The server and the clients should be initialized with different executables. As a suggestion, consider the following starting code for the server and for the clients.

Programming for shared memory with processes. (NQueens)

Develop an application to solve in parallel the problem of placing N-queens in a chess board. The problem consists in finding all possible arrangements of N queens in a chess board of dimension N, such that no two queens attack each other. Two queens attack each other if they are in the same line, column or diagonal. The figure shows the positions that are attacked by a queen placed in board of dimension 7x7 and, on the side, it shows a possible solution for such board.
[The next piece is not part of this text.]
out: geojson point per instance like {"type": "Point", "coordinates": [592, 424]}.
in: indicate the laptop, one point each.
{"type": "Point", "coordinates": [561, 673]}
Given that the number of queens is equal to the board dimensions, it is mandatory to have one queen per board line. Thus, we can represent the position of the queens in the board by a vector of N rows that associates to each row the column in which the queen is placed.

A procedure to place the N queens in the board is to start by the first row and consider the N available column positions available. Then, for each position in the first row, consider the positions in the second row that will not attack the first queen. Apply this idea to the other rows, to obtain all possible solutions. As we progress with the rows, it is necessary to save valid intermediate combinations. This can be done with a queue of tasks where we save these combinations.

Starting from the following code structure, implement a sequential version of the queue of tasks. Then make a first parallel version in which the different workers synchronize in the two operations that access the queue of tasks.

Last, extend the parallel version to support multiple task queues associated with groups of workers. Each group of workers only consumes tasks from its task queue, but distributes its intermediate combinations by all queues in a round-robin fashion.